Eliminate variables from rational equations

## Syntax

``expr = eliminate(eqns,vars)``

## Description

example

````expr = eliminate(eqns,vars)` eliminates the variables `vars` from the rational equations `eqns`. The result is a vector of symbolic expressions that is equal to zero.```

## Examples

collapse all

Create two rational equations that contain the variables `x` and `y`.

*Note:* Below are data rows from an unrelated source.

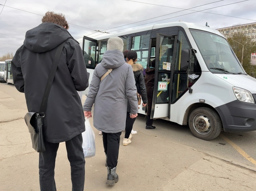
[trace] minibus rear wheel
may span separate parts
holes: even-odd
[[[215,111],[207,107],[199,107],[193,110],[188,119],[189,128],[197,137],[208,140],[219,136],[222,124]]]

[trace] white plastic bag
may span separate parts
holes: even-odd
[[[95,156],[95,134],[90,125],[89,119],[85,118],[85,131],[82,133],[83,149],[85,158]]]

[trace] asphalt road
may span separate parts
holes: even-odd
[[[140,114],[137,118],[133,129],[139,131],[145,128],[145,116]],[[195,137],[188,125],[181,125],[161,119],[154,120],[153,125],[156,128],[149,131],[154,131],[157,136],[197,150],[256,166],[256,131],[237,133],[222,131],[216,138],[206,141]]]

```syms x y eqns = [x*y/(x-2) + y == 5/(y - x), y-x == 1/(x-1)]```
```eqns =  $\left(\begin{array}{cc}y+\frac{x y}{x-2}=-\frac{5}{x-y}& y-x=\frac{1}{x-1}\end{array}\right)$```

Eliminate the variable `x`. The result is a symbolic expression that is equal to zero.

`expr = eliminate(eqns,x)`
`expr = $\left[6 {y}^{2}-5 y-75\right]$`

Create two polynomial equations that contain the variables `x` and `y`.

```syms x y eqns = [2*x+y == 5; y-x == 1]```
```eqns =  $\left(\begin{array}{c}2 x+y=5\\ y-x=1\end{array}\right)$```

Eliminate the variable `x` from the equations. The result is a symbolic expression that is equal to zero.

`expr = eliminate(eqns,x)`
`expr = $\left[3 y-7\right]$`

Now, create three polynomial equations that contain the variables `x`, `y`, and `z`. Eliminate the variable `x`. The result is a vector of symbolic expressions that is equal to zero.

```syms z eqns = [x^2 + y-z^2 == 2; x - z == y; x^2 + y^2-z == 4]; expr = eliminate(eqns,x)```
`expr = $\left[5 {z}^{3}-5 {z}^{2}-8 z+4 y-8,5 {z}^{4}-11 {z}^{2}-18 z-8\right]$`

To eliminate both `x` and `y`, use the `eliminate` function and specify the two variables as the vector `[x y]`.

`expr = eliminate(eqns,[x y])`
`expr = $\left[5 {z}^{4}-11 {z}^{2}-18 z-8\right]$`

## Input Arguments

collapse all

Rational equations, specified as a vector of symbolic equations or symbolic expressions. A rational equation is an equation that contains at least one fraction in which the numerator and the denominator are polynomials.

The relation operator `==` defines symbolic equations. If a symbolic expression `eqn` in `eqns` has no right side, then a symbolic equation with a right side equal to `0` is assumed.

Variables to eliminate, specified as a vector of symbolic variables.